Medizin nach Maß: Frauen sind anders krank

In vielen Bereichen orientiert sich die Medizin an Männern. Die Gendermedizin kämpft seit Jahren dafür, die Besonderheiten von Frauen in der Behandlung sichtbarer zu machen. Ausnahmefälle wie die Pandemie zeigen aber, dass Frauen in der Medizin noch zu wenig Beachtung geschenkt wird.

Hunderte Millionen Covid-Impfungen wurden in den letzten Monaten weltweit verabreicht. In sehr seltenen Fällen haben sie zu gefährlichen Thrombosen geführt.
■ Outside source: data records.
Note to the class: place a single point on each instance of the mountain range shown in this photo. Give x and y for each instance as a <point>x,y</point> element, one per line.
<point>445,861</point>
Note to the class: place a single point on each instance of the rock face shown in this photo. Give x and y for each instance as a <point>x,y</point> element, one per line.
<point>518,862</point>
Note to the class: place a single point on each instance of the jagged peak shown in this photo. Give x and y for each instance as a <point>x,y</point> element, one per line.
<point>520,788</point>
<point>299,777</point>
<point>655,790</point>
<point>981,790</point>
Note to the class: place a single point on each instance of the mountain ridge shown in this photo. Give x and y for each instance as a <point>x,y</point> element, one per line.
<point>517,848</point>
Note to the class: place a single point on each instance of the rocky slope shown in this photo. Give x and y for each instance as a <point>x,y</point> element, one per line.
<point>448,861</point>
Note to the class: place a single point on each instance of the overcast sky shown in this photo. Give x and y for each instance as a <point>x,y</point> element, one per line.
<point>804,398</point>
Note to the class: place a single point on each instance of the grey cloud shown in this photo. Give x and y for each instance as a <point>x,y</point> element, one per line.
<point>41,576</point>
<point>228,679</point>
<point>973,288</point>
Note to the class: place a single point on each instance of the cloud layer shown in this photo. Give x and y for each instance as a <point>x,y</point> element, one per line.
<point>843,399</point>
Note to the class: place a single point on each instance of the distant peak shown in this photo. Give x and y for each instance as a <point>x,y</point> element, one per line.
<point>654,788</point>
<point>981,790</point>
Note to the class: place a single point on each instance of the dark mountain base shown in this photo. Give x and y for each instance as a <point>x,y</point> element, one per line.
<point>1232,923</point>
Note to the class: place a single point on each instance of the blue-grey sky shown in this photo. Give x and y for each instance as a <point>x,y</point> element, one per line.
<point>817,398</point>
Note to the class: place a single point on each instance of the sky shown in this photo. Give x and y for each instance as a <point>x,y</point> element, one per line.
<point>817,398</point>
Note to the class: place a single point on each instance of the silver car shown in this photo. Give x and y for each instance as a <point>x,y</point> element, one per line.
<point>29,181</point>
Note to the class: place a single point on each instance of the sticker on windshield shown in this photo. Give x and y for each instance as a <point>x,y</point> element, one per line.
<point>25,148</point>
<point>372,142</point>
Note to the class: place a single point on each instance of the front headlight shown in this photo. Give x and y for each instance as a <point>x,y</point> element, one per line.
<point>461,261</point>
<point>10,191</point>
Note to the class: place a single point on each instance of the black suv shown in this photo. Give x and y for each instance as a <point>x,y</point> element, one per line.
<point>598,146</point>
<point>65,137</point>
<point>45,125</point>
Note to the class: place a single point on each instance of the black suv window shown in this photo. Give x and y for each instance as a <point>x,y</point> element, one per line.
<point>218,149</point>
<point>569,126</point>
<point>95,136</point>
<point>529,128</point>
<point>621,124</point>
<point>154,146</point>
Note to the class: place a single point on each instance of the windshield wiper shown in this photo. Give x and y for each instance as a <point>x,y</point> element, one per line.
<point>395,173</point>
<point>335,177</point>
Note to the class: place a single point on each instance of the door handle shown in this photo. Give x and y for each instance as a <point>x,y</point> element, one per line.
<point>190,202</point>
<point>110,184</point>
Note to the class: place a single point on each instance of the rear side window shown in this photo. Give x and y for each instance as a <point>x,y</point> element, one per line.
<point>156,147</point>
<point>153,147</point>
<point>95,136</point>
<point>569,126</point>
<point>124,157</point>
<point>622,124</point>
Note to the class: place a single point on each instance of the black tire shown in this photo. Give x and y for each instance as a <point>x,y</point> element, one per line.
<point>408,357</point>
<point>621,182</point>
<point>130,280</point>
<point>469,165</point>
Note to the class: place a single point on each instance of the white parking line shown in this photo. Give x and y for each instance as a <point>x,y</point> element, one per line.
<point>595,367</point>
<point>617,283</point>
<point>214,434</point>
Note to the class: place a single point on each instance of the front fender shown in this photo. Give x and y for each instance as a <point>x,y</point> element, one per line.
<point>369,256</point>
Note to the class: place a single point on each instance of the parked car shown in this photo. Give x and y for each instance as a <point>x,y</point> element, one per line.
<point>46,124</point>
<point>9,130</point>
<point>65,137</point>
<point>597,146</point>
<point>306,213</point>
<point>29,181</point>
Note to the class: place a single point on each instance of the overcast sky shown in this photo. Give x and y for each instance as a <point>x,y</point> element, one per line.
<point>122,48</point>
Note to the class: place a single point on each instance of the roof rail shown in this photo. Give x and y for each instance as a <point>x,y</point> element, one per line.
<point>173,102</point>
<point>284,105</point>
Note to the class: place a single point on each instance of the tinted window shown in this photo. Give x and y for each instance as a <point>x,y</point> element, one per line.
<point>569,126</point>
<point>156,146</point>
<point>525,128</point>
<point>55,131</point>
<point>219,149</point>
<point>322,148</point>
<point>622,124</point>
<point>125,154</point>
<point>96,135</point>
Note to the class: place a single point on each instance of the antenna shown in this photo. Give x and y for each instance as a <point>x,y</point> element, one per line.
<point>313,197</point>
Frauen sind davon häufiger betroffen als Männer, für Gender-Medizinerinnen ist das keine Überraschungen.

Das treffe auch bei anderen Impfungen zu, Frauen haben von Natur aus ein deutlich höheres Risiko für Thrombosen, erläuterte Margarete Hochleitner, Expertin für Gender-Medizin. Das Gerinnungssystem von Männern und Frauen reagiere sehr anders, das liege vor allem auch am schwankenden Hormonhaushalt von Frauen. Wenn Thrombosen auftreten, müsse man also davon ausgehen, dass Frauen häufiger davon betroffen sind.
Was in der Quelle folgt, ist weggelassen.